A Rare Chromosome 3 Imbalance and Its Clinical Implications

1Diagnostic Genetics, LabPlus, Auckland City Hospital, P.O. Box 110031, Auckland 1148, New Zealand
2Genetic Health Service of New Zealand-Northern Hub, Auckland City Hospital, Private Bag 92024, Auckland 1142, New Zealand
3School of Biological Sciences, University of Auckland, Private Bag 92019, Auckland 1142, New Zealand

Received 27 July 2012; Accepted 9 September 2012

Academic Editors: A. W. Kamps and D. I. Zafeiriou

Copyright © 2012 Karen Sims et al. This is an open access article distributed under the Creative Commons Attribution License, which permits unrestricted use, distribution, and reproduction in any medium, provided the original work is properly cited.

Abstract

The duplication of chromosome 3q is a rare disorder with varying chromosomal breakpoints and consequently symptoms.
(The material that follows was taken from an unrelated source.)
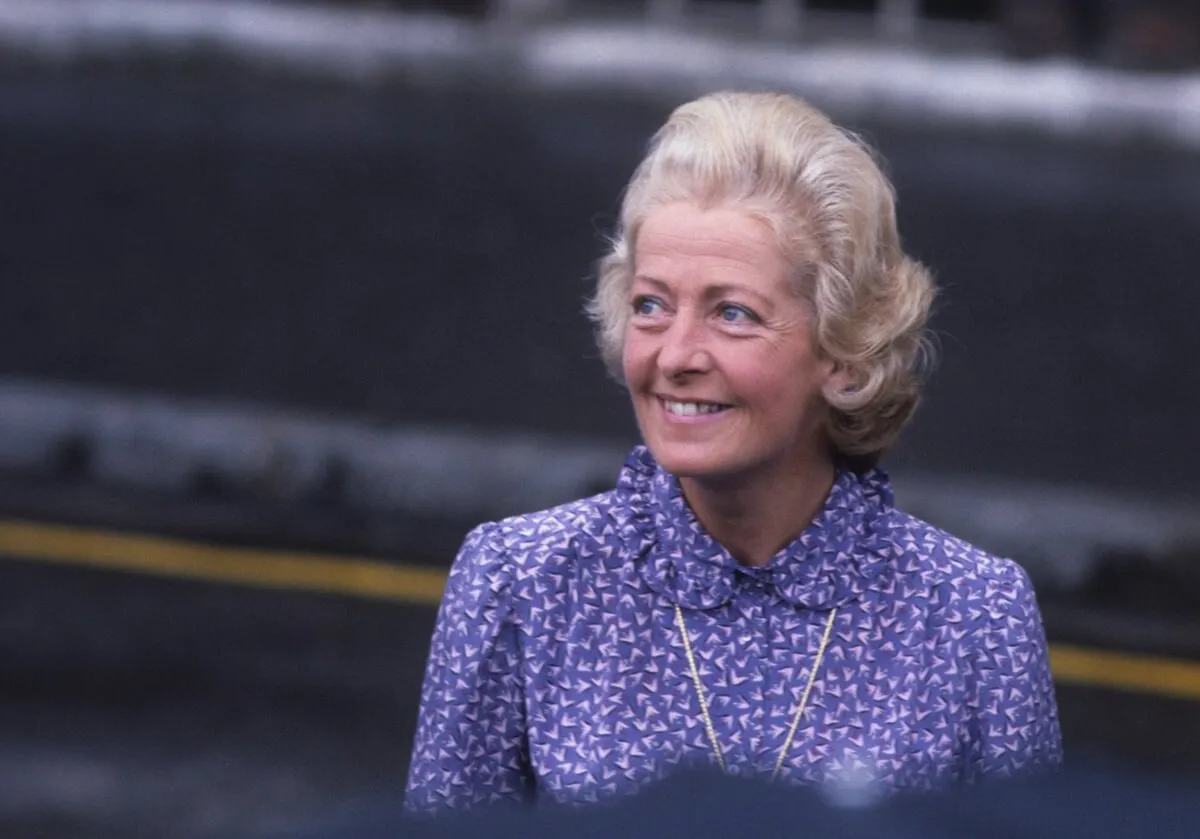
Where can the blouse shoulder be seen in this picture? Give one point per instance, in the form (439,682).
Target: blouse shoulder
(522,547)
(946,559)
Even rarer is the unbalanced outcome from a parental inv(3) resulting in duplicated 3q and a deletion of 3p. Molecular karyotyping should aid in precisely determining the length and breakpoints of the 3q+/3p− so as to better understand a child’s future development and needs. We report a case of an infant male with a 57.5 Mb duplication from 3q23-qter. This patient also has an accompanying 1.7 Mb deletion of 3p26.3. The duplicated segment in this patient encompasses the known critical region of 3q26.3-q27, which is implicated in the previously reported 3q dup syndrome; however, the accompanying 3p26.3 deletion is smaller than the previously reported cases. The clinical phenotype of this patient relates to previously reported cases of 3q+ that may suggest that the accompanying 1.7 Mb heterozygous deletion is not clinically relevant. Taken together, our data has refined the location and extent of the chromosome 3 imbalance, which will aid in better understanding the molecular underpinning of the 3q syndrome.